Friday, May 14, 2021

The Triumph of Ignorance

As I look back over the course of my life, I am struck by the deterioration of the political and religious discourse within America and around the world. I think about the milestones that my lifetime on this planet has witnessed (e.g. putting men on the moon, the construction of the interstate highway system, the development of the internet, etc.), and I am struck by the palpable decline in respect for science and learning which has occurred throughout that same period. I find myself bewildered by the rise of religious and political extremism, and the headlong plunge to embrace conspiracy theories and obvious falsehoods.

Moreover, what was not always apparent to me while I was living that life is brought into sharp focus as I contemplate the course of events of the last sixty-plus years.
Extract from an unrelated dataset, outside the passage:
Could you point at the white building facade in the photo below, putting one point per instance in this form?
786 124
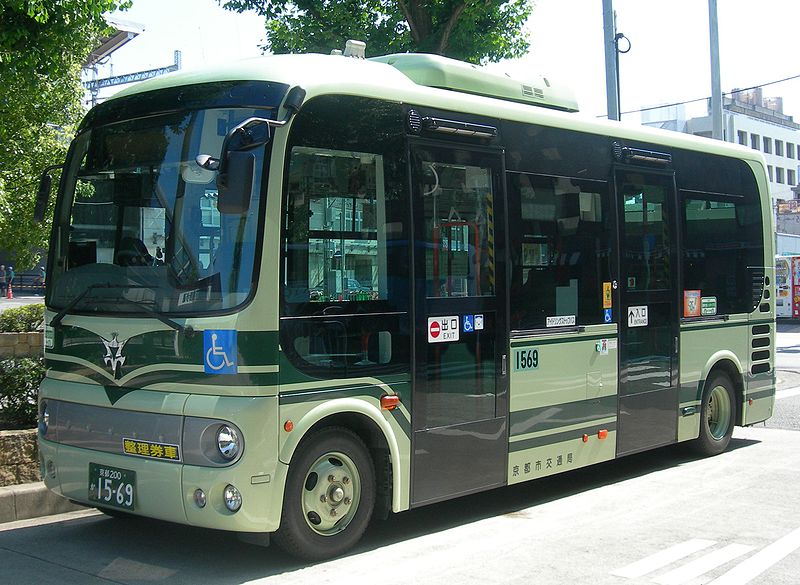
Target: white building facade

Sure, I was vaguely aware of the fact that respect for learning and science was not what it had once been, but the damage that this lack of respect was wreaking on our society was obscured by all of those advancements I've already noted. Slowly, an awareness of an approaching darkness dawned on my consciousness, and I could clearly discern the outlines of the damage which our widespread ignorance of history and science has inflicted upon our conversations about religion and politics. Even so, like the frog who starts out in a pot of room temperature water that is slowly brought to a boil, I have wondered if the realization came too late - Is a new Dark Age inevitable?

That our current situation has been long in the making is brought into sharp focus by an article that appeared in Newsweek magazine in January of 1980 entitled "A Cult of Ignorance." The piece was penned by Isaac Asimov, and it makes plain that he discerned the importance of this trend long before I did. He wrote: "There is a cult of ignorance in the United States, and there always has been. The strain of Anti-intellectualism has been a constant thread winding its way through our political and cultural life, nurtured by the false notion that democracy means that 'my ignorance is just as good as your knowledge.'"

Asimov went on to note that during the 1960s America went through a period where the slogan was "Don't trust anyone over thirty!" According to him, the new slogan for the America of the 1980s became "Don't trust the experts!" He continued: "We have a new buzzword, too, for anyone who admires competence, knowledge, learning and skill, and who wishes to spread it around. People like that are called 'elitists.'" see A Cult of Ignorance - Newsweek

In a piece posted two years ago by Brian Ferguson of the Mormon Church entitled "The Rise of Ignorance," we read: "The problem is that our modern tools of communication allow the voices of the ignorant and the biased to be just as loud as the voices of the informed and the impartial. Sadly, a strong case could be made that ignorant voices are now louder than informed voices. One result of this is that the ignorant, the bigoted, and the dangerous can now easily find each other and band together — often reinforcing each other’s worst instincts." see The Rise of Ignorance - Insight: Seeing through the Dark Glass

And that brings us to the month of May in 2021, and the bewildering world that I can see from The Teacher's Roost At White Cedars. A world where masks and vaccines are shunned and ridiculed in the face of a pandemic which has already claimed over three million lives. A world where climate change is denied and ridiculed in the face of mounting natural weather related catastrophes. A world where people insist that evolution is a disproven theory, that the world is just over six thousand years old, and that an ancient book written by humans about God is inerrant and more reliable than archaeology, paleontology, biology, physics, geology or history in explaining earth's past. A world where intolerance, prejudice and bigotry are exalted; and love, compassion and compromise are seen as the hallmarks of weakness and depravity. For the sake of my children and grandchildren, I hope I'm wrong; but I can't help but wonder when I see what's going on around me: Has ignorance triumphed?